El Reglamento Europeo sobre Inteligencia Artificial intenta reducir estos peligros: exige auditorías, documentación y la posibilidad de que siempre haya supervisión humana. Pero ¿cómo será la aplicación práctica de esas reglas? Parece difícil garantizar que una empresa tecnológica con sede en un país no perteneciente a la UE vaya a cumplir con esos estándares.

Mientras tanto, Estados Unidos, país de origen de la gran mayoría de empresas tecnológicas que operan con IA, ha optado por un enfoque más laxo y descentralizado. No existe allí una ley federal equivalente al Reglamento Europeo. En su lugar, el gobierno ha emitido principios y guías, como la AI Bill of Rights o la AI Risk Management Framework, que orientan a las empresas para gestionar riesgos, pero de forma voluntaria.
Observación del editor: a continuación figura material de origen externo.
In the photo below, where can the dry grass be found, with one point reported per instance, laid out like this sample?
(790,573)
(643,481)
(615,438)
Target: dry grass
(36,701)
La diferencia entre ambos ordenamientos es evidente: mientras Europa apuesta por prevenir el daño antes de que ocurra, Estados Unidos confía más en la autorregulación y la corrección de abusos a posteriori, esto es, a través de demandas y responsabilidad civil frente a los responsables. El modelo europeo ofrece más seguridad jurídica y protección para el ciudadano. El modelo estadounidense favorece la agilidad y la innovación.

Otro ejemplo muy gráfico que plantea dilemas reales es el de la conducción autónoma. Pensemos en un coche que circula sin conductor humano y debe decidir, en una milésima de segundo, entre frenar bruscamente —estrellándose con otro vehículo— o desviarse y atropellar a un peatón. Si la maniobra termina mal, ¿quién es responsable? ¿El fabricante, el programador, el propietario del coche o la empresa que entrenó el modelo de IA?

Lo cierto es que a veces ni los propios ingenieros pueden explicar por qué un algoritmo eligió una opción sobre otra. Ese desconocimiento, denominado ya como el “efecto caja negra” convierte la idea de “responsabilidad” en un rompecabezas jurídico.

El reto se complica aún más por la velocidad de los avances tecnológicos. La IA avanza en meses; las leyes, en años. Cada novedad pone a prueba las normas antes incluso de que entren en vigor. Y mientras las normas son aplicables en su propia jurisdicción, el mercado es global. Un sistema desarrollado en Silicon Valley puede aplicarse y utilizarse mañana en Nueva York, Madrid o Tokio, con reglas distintas.

Nos encontramos ante una realidad desconocida, en la que es necesario regular el uso de estas tecnologías, fijando unos estándares mínimos de transparencia, trazabilidad, responsabilidad y derechos de los ciudadanos frente a la automatización. No se trata de temer a la tecnología ni de ponerle freno al progreso, sino de ponerlas al servicio de las necesidades de los ciudadanos.